Question

Figure shows a system consisting of a massless pulley, a spring of force constant $k$ and a block of mass $m$. If the block is slightly displaced vertically down from its equilibrium position and then released, the period of its vertical oscillation is

• A. $2\pi \sqrt{\frac{m}{k}}$
• B. $\pi \sqrt{\frac{m}{4k}}$
• C. $\pi \sqrt{\frac{m}{k}}$
• D. $4\pi \sqrt{\frac{m}{k}}$

Answer 1

The correct option is D $4\pi \sqrt{\frac{m}{k}}$

Let us assume that in equilibrium condition, spring is $x_0$ elongated from its natural length.

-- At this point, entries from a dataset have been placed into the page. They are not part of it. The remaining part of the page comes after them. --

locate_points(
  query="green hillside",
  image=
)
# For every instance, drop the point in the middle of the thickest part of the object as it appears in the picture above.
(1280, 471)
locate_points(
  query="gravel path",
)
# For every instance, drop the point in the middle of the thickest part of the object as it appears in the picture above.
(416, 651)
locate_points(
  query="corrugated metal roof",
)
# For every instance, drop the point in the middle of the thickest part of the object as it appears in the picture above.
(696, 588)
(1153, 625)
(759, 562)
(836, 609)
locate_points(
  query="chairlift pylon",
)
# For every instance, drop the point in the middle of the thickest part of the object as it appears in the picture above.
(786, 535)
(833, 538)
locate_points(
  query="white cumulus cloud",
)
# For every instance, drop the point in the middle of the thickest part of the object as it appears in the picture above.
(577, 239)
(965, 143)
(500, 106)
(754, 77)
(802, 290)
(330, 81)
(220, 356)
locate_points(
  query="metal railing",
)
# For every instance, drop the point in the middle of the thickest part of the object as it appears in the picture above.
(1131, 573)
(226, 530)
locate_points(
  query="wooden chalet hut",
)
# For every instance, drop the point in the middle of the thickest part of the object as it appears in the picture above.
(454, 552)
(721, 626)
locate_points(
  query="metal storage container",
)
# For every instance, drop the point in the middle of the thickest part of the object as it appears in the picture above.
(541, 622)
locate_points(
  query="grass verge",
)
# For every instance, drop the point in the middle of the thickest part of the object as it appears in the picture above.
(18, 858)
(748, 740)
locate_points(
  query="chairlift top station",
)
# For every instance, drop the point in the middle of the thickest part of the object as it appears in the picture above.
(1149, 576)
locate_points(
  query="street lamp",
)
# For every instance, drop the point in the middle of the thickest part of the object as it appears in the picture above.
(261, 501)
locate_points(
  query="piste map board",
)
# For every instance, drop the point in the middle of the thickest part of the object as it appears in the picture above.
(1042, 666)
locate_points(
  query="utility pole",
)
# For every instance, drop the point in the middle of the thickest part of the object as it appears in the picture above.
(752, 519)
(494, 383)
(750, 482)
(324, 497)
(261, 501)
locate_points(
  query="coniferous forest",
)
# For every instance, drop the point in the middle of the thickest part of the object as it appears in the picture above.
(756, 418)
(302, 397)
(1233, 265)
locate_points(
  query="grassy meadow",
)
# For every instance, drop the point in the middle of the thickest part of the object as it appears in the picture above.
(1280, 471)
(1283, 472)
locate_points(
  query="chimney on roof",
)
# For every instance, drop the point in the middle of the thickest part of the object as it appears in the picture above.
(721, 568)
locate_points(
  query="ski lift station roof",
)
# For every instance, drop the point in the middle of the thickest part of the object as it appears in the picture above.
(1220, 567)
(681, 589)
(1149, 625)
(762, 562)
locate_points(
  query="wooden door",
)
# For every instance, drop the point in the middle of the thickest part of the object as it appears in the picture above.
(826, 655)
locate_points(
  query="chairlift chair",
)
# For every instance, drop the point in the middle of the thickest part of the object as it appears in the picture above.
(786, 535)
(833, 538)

In equilibrium, $T_{\circ }=mg$
and $k{x}_{\circ }=2T_{\circ }\Rightarrow k{x}_{\circ }=2mg\left(i\right)$
If the mass $m$ moves down a distance $x$ from its equilibrium postion, then pulley will move down by $\frac{x}{2}$. So the extra force in spring will be $\frac{kx}{2}$. From figure, net force on block
$F_{net}=mg-T-\frac{k}{2}\left(x_{\circ }+\frac{x}{2}\right)$
Where, $2T=k(x_0+\frac{x}{2})$ (From net force on pulley)
$\Rightarrow F_{net}=mg-\frac{k{x}_{\circ }}{2}-\frac{kx}{4}$

From eq. (i)
$F_{net}=\frac{-kx}{4}$
Now compare eq. (ii) with $F=-K_{SHM}x,then$
$K_{SHM}=\frac{k}{4}\Rightarrow T=2\pi \sqrt{\frac{m}{K_{S.H.M}}}=2\pi \sqrt{\frac{4m}{k}}$